Worst of all, generalized ROI calculations don’t take into account how marketing has changed – and what customers expect from marketing. Traditional advertising, especially direct response advertising, is based on interrupting the customer: ads, commercials, pop-ups, etc. Yet no one – and I mean no one – likes to be interrupted. No one wants to be interrupted.
No one clicks an article link and thinks, “Oh boy, I hope I get to watch a 30-second video before I get to read this.”
The best marketing is based on doing what you already do best: helping your customers.
That’s why the best marketing is based on creating content that is useful for potential users or customers. (That's the essence of inbound marketing: helpful, useful content that draws people to you – and by doing so, genuinely attracts them instead of annoying them.)
What happens when you create awesome content that brings potential customers to you?

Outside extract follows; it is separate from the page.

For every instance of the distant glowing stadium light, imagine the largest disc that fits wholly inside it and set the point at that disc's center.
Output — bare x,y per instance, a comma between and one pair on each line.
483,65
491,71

They arrive largely pre-sold. They already think well of your business – after all, you’ve helped them, with no explicit expectation of a sale.
And your initial cost of acquisition is extremely low. There are two great things about organic traffic versus paid traffic: there's a lot more organic than paid traffic, and the incremental cost for those clicks is extremely low. Content that ranks well in search engines costs you nothing per additional click.
To reach your revenue objectives, take a step back and consider the current lifetime value of your customers. Consider your current customer acquisition costs. Then take a look at your current marketing budget and decide if some of those funds should be used to get a better return… and to create more truly loyal customers. Which, if you think about it, are two things that always go hand in hand.